My function would go nowhere without his approval – in fact, he defined what is to be done and what is not to be done, in spite of having no knowledge about my function. I was restrained from contacting the higher management – I believe it was because of insecurity. My work cannot happen without contribution from higher management.
The worst thing that I was made to do was personal promotion – not for the company but for him in the name of leadership positioning. I could have taken a stand and refused but decided to go along with the flow as according to him, “aligning with your manager” was very important. And he was THE higher management, ruling every other leader with aggressiveness.
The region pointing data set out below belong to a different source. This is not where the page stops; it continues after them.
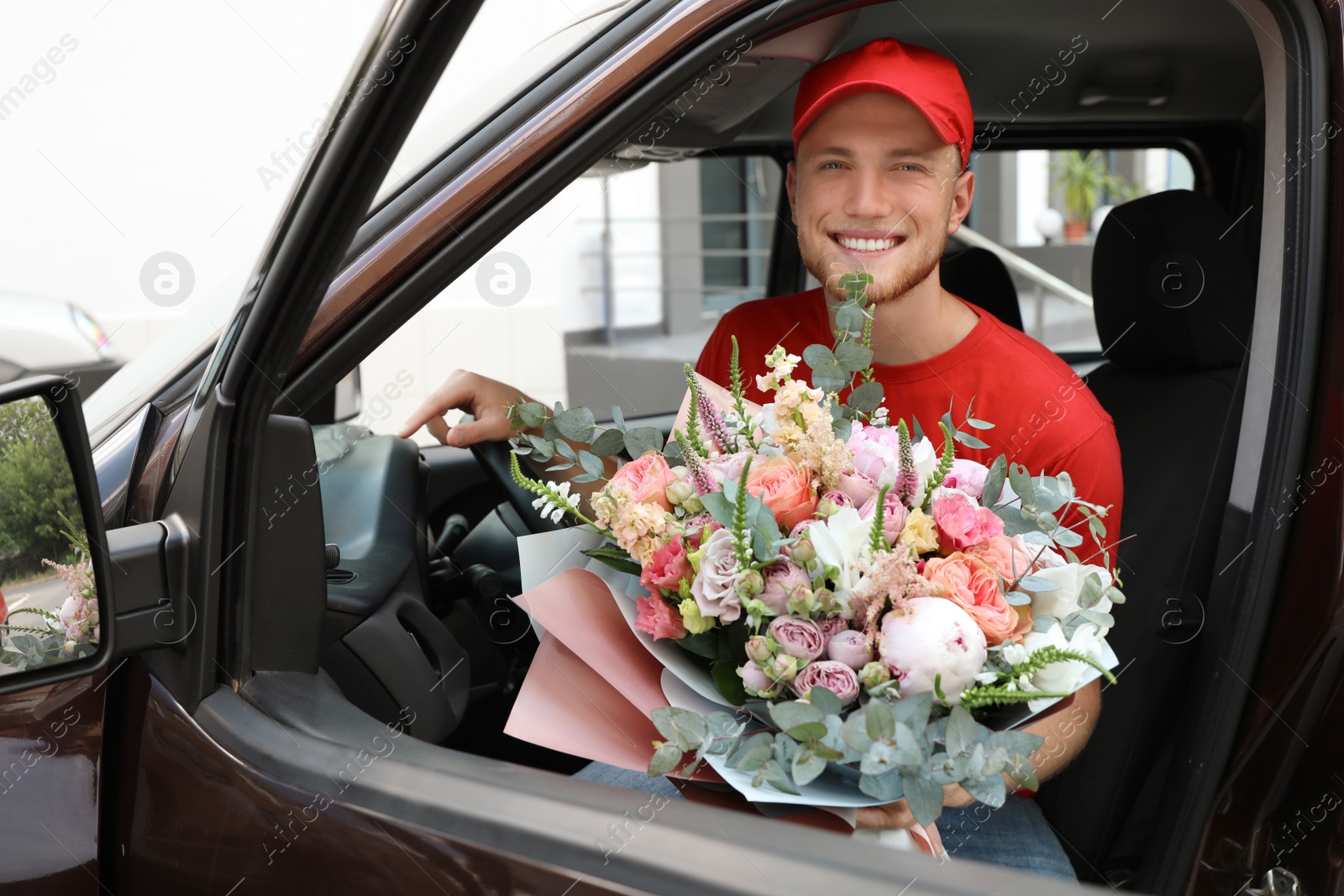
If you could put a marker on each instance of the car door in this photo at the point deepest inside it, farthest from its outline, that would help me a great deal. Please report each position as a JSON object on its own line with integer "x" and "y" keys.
{"x": 244, "y": 766}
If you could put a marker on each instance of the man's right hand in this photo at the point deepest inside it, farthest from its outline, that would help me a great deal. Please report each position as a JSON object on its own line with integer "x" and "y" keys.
{"x": 480, "y": 396}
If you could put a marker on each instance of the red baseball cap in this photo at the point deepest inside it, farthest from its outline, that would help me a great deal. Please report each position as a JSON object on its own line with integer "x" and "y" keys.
{"x": 927, "y": 80}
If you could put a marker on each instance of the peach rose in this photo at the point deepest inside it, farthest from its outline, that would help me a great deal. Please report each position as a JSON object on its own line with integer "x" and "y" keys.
{"x": 785, "y": 488}
{"x": 972, "y": 584}
{"x": 1011, "y": 557}
{"x": 647, "y": 479}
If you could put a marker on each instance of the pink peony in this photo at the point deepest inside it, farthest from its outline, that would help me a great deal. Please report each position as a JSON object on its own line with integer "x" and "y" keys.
{"x": 934, "y": 637}
{"x": 797, "y": 637}
{"x": 848, "y": 647}
{"x": 833, "y": 676}
{"x": 647, "y": 479}
{"x": 781, "y": 580}
{"x": 667, "y": 566}
{"x": 659, "y": 618}
{"x": 961, "y": 521}
{"x": 974, "y": 586}
{"x": 968, "y": 476}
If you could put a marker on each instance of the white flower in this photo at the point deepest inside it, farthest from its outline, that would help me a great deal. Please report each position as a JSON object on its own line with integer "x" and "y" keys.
{"x": 1063, "y": 600}
{"x": 548, "y": 506}
{"x": 839, "y": 540}
{"x": 1066, "y": 676}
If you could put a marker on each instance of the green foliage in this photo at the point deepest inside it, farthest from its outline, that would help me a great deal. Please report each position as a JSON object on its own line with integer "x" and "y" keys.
{"x": 37, "y": 490}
I was but a little kid in front of him.
It took me one year of patience to gain his trust, although it wasn’t my intention. Unfortunately, I am in a position where all my work is visible to the entire organization and suddenly, I found myself being perceived on the basis of the menial work I was made to do earlier.
He is no more my boss, but he has left a legacy – a prejudice that I have to continue facing until people see me as me – doing what I believe is right, and not executing someone else’s whims and fancies.
I do not regret not putting my foot down because I only gave in to the work that I was instructed to do. I did not give away my pride and did not follow the tradition of “buttering up your manager” to get into good books. The army style boss culture seemed to be a mandate. I couldn’t subscribe to it. I refused to. I paid a hefty price for it. All i knew was, I would do anything for pride.
I reiterate: Do what you feel is right.